Having pulled us over and asked for my passport, he said he needed both of us to go to the office with him. Fair enough! I was getting my pouch with vehicle documents from the car when Officer Dick asked Klaus to open the rear door. By the time I got there, he was asking to see various items. The first things he wanted to see were the two bags of BBQ charcoal. Having been shown the bags, he wasn’t content. He gestured that he wanted the bag to be ripped open wider, so that he could see inside. Instead, I tipped the bag and shook the contents, so that he could see the charcoal. This was enough for me to realise he was just being a dick! Next, he wanted to see the contents of a blue duffel (toilet paper and kitchen rolls). After that, the ominous bright orange holdall (a hand winch and recovery gear). Then he wanted to know what the green oval disc bag was (the tent). He unzipped part of it and was satisfied. Then we moved to one of the side doors. He wanted to see the contents of a khaki holdall (my tool bag). Then the blue plastic Draper tool kit (tools, of course). Then the plastic shopping bag (containing dirty coveralls). Then we moved to the opposite side where he wanted to see inside the fridge and then inside the medical and emergency grab-bag. All of this was done by pointing and grunting – and then waving me off once he didn’t find anything incriminating. This process took at least 15-minutes without any indication of what he was actually looking for. Having not found anything, we then accompanied him to the ‘office’ where his colleague recorded vehicle details from the V5 document and told us we could go. To say that this officer pissed me off is an understatement! His actions undid the positive impressions given by his colleagues the day before, and delayed our journey by 30 minutes.
For most of the day’s driving, the road conditions were bad and the scenery was uninspiring. We decided to press on and cover as much mileage as we could. In the end, we drove a total of 397 miles (638 km) from our camping spot (north of Ayagoz) to the town of Taldy-Kurgan. The distance from he border to Taldy-Kurgan, that we had planned to take three days had been covered in two.
As we got closer to Taldy-Kugan, the roads did improve slightly and so did the scenery.

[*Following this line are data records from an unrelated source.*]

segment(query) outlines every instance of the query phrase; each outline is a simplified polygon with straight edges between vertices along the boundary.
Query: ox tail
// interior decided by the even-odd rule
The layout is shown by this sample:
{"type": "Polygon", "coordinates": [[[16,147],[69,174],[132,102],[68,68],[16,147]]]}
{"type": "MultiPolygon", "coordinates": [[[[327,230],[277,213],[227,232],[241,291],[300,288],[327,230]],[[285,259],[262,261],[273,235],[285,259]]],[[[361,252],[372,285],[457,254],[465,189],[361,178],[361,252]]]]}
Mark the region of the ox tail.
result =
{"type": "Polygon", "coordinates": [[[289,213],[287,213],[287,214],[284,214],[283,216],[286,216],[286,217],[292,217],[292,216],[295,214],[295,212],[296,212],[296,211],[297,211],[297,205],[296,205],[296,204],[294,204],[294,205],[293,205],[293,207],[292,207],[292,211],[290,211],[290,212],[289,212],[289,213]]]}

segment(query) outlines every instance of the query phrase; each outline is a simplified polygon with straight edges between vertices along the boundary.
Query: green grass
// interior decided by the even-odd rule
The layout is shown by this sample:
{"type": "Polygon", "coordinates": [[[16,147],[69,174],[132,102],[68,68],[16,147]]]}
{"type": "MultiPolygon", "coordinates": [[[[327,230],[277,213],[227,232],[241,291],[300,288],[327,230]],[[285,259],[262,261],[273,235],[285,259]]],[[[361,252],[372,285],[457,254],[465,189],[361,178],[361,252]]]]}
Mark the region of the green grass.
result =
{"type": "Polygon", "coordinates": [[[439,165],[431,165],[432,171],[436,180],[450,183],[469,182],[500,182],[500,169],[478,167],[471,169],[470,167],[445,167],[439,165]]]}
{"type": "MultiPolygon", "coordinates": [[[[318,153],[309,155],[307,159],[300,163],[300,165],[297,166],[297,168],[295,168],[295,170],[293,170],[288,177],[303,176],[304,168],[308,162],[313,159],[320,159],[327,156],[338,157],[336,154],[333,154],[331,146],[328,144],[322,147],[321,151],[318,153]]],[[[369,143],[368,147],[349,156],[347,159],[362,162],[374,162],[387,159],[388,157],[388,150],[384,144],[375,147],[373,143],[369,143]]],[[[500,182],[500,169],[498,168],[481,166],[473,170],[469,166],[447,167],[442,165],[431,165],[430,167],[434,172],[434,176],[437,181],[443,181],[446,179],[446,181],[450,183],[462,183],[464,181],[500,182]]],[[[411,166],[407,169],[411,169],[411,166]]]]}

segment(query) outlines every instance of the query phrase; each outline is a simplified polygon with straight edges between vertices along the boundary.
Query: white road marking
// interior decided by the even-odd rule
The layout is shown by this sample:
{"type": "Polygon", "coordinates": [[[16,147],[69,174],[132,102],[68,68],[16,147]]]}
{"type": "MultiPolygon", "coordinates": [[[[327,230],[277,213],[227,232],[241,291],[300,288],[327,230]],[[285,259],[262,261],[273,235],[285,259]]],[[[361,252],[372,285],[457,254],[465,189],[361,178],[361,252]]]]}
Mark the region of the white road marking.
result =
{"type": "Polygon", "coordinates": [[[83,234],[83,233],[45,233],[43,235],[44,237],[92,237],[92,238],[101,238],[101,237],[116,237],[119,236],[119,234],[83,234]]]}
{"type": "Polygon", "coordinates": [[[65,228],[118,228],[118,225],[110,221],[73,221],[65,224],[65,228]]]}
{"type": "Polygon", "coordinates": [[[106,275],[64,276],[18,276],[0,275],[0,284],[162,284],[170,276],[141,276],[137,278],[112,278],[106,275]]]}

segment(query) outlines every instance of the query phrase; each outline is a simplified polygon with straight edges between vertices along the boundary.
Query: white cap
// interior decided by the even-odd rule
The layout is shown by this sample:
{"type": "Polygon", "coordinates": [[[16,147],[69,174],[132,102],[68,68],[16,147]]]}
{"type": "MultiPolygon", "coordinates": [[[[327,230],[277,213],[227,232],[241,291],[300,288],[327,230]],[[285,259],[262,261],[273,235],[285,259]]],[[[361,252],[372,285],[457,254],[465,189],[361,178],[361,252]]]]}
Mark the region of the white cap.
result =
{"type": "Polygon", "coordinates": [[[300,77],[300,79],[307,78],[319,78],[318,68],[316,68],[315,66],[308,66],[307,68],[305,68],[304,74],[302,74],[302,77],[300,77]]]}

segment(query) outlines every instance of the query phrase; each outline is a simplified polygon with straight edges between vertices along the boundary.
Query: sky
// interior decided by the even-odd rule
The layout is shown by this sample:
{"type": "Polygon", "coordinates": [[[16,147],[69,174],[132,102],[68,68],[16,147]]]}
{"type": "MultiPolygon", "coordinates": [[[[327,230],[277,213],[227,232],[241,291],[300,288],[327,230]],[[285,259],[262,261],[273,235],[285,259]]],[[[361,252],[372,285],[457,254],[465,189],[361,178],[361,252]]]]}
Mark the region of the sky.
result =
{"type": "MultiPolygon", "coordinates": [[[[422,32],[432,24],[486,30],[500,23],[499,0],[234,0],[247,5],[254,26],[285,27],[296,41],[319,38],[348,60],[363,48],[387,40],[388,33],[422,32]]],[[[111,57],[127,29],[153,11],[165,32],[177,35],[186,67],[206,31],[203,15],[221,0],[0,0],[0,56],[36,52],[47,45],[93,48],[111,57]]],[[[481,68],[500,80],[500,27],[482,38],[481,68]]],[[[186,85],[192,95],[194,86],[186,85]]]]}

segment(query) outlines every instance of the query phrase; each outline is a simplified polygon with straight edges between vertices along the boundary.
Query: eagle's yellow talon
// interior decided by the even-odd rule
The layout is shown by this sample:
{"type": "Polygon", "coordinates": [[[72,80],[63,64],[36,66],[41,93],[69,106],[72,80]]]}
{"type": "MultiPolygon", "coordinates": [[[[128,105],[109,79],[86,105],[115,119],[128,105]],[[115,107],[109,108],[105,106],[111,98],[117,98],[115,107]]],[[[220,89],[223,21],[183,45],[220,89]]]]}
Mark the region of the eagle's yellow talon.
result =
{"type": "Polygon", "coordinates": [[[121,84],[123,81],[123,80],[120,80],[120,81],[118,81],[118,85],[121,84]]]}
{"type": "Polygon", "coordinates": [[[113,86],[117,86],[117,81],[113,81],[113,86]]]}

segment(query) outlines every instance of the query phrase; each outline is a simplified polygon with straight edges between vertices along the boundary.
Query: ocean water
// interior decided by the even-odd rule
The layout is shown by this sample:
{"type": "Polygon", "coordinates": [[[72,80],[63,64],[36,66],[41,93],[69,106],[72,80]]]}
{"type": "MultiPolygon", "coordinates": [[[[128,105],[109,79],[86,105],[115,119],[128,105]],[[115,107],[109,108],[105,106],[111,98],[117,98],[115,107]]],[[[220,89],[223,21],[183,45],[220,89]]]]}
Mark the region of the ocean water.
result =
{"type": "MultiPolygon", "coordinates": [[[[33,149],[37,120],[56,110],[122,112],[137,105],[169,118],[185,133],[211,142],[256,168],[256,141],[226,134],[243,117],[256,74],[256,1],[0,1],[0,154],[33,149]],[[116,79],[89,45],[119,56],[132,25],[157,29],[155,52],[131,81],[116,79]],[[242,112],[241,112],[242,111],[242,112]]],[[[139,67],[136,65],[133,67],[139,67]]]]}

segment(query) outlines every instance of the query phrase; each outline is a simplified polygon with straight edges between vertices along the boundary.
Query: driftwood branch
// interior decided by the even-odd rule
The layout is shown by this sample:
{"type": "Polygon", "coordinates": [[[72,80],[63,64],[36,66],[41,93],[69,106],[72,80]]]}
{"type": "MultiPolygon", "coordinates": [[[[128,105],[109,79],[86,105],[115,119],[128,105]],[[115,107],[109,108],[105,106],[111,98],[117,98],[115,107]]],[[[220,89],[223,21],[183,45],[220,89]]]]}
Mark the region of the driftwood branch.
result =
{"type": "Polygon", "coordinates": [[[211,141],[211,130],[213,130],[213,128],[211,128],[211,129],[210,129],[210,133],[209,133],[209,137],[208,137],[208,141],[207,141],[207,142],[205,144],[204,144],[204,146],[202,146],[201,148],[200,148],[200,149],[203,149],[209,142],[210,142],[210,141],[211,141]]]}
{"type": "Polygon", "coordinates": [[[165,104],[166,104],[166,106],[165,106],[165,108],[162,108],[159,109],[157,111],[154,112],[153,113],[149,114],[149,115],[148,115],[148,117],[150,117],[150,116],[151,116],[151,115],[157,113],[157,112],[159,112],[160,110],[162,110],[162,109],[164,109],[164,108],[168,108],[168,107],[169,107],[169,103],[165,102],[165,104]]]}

As luck would have it, the Garmin took us to the centre of the town and there, right in from of us, was the Grand Au Cep Hotel. It looked very ‘high-end’ from the outside and in the lobby, but we found that a twin room was only $44 US, so we checked in. Quite a nice hotel with free wifi available on the lower floor (lobby and bar area).
On the down-side, the entire town is without hot water due to ongoing work with the central system. However, after two days of camping, a cold shower was way better than no shower! The beds are also as hard as a rock.
We are now a day ahead of schedule. Tomorrow, we will either head to Almaty a day early, or we will spend a day/night in a nearby national park. We’ll decide tomorrow.